Furthermore a commitment to UHC is also a commitment to justice, rule of law and good governance. It is about justice because it is about fair equality of opportunity and treating all individuals as equals. Therefore, leveraging to its endmost consequences the essential principle, enshrined in many constitutions and fortunately in the Universal Declaration of Human Rights, of equality before the law is crucial. The enforcement of this principle is not possible without effective rule of law and good governance, endeavours that obviously pose enormous institutional challenges.

That also implies that the commitment to UHC is a commitment to confront and decide on hard policy choices with a long-term vision. The objective of UHC must be declared precisely and transparently along with a long-term plan or pathway to achieve it and governments must be accountable for complying with such a plan.

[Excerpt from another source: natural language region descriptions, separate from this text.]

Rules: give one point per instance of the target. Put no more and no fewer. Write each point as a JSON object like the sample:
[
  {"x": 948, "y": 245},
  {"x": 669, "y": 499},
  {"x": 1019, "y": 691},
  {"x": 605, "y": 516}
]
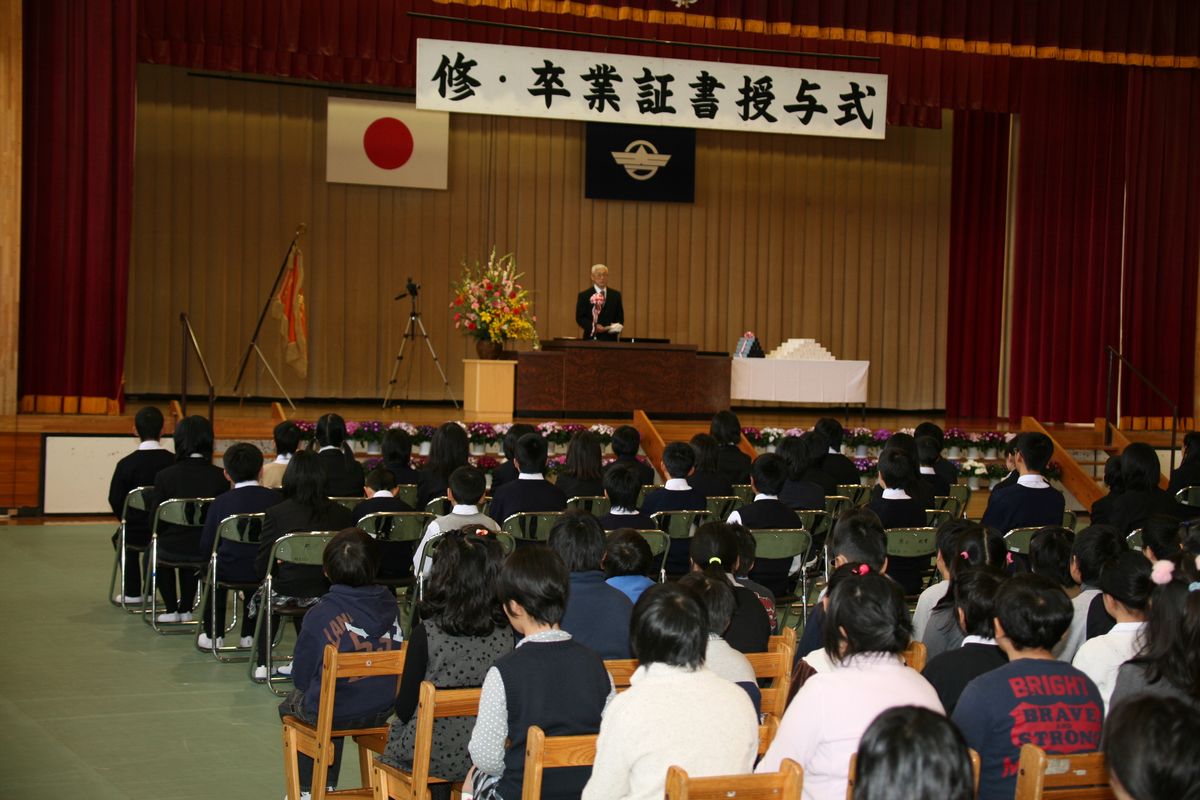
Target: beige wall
[{"x": 790, "y": 236}]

To this end, a robust institutional process that the public can trust must be duly put in place.

Clarity of design involves first and foremost full consistency with authentic universality, a condition that is enormously consequential. It means that in determining the pathway towards UHC, the tradeoffs (the famous WHO cube) must be acknowledged at the outset and confronted.

Covering everyone with the most essential services, which must be clearly defined, should be the priority in most cases. The hard choices in deciding the modalities for delivery of health services must be admitted transparently.

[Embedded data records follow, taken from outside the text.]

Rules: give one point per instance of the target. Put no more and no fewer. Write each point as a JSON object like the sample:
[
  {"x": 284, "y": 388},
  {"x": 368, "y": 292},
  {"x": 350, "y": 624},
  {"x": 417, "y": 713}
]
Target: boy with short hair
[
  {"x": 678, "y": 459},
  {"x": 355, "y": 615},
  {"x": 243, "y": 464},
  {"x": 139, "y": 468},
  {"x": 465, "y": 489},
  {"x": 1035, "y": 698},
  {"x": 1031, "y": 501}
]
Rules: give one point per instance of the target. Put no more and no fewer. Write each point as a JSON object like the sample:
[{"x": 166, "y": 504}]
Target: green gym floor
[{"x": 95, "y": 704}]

Crucially, it is time we all admit that clarity of design compatible with universality is not consistent with the creation or continuation of fragmented health systems. It is not only that having coverage for some at the expense of coverage for others is not just --does not constitute justice, but also that it is a self-perpetuating condition. The persistence of multiple pools is an enormous economic and political obstacle to equity.

Clarity of both purpose and design would be worthless without clarity of financing. From what I have learned from many of you as well as from experience, direct payments at the time people need care is simply incongruent with UHC. Compulsory prepayments and risk pooling –in a pool as large as conceivably possible—must be the general approach to finance UHC. Compulsion and subsidisation must be the anchors for the viability and sustainability of a genuine UHC system. However, not all compulsory payments are created equal. From theory and practice we must know by now that general tax revenues should be the preferred best financing source.

Fixing the Bismarck Pitfall of linking entitlement to formal employment is long overdue. Earmarked payroll taxes as a source of compulsory prepayment not only tend to perpetuate a fragmented system –and therefore are an obstacle to universality, but also create severe distortions in the economy that conspire against the creation of good jobs while enlarging informal, precarious and exploitative employment with deplorable equity consequences. This is one exemplary argument, but only one among many, of why having clarity of incentives in the health system is of paramount importance.

Transforming potential demand into real demand for health services, preventing abuses of the system by its consumers and providers, moderating cost inflation of health services, enhancing productivity and promoting cost-effective innovation are other key examples of objectives where the level and structure of incentives, positive and negative, play a decisive role.

Esteemed friends,

In the quest for social inclusion, hardly any other institutional policy will be as powerful as the pursuit of universal health care. Consequently, achieving this noble and indispensable objective must be undertaken with a sound strategy to make it financially sustainable and unequivocally compatible with other important social development objectives. Success in this endeavour, let me insist, requires clarity of purpose, clarity of design, clarity of financing, and clarity of incentives.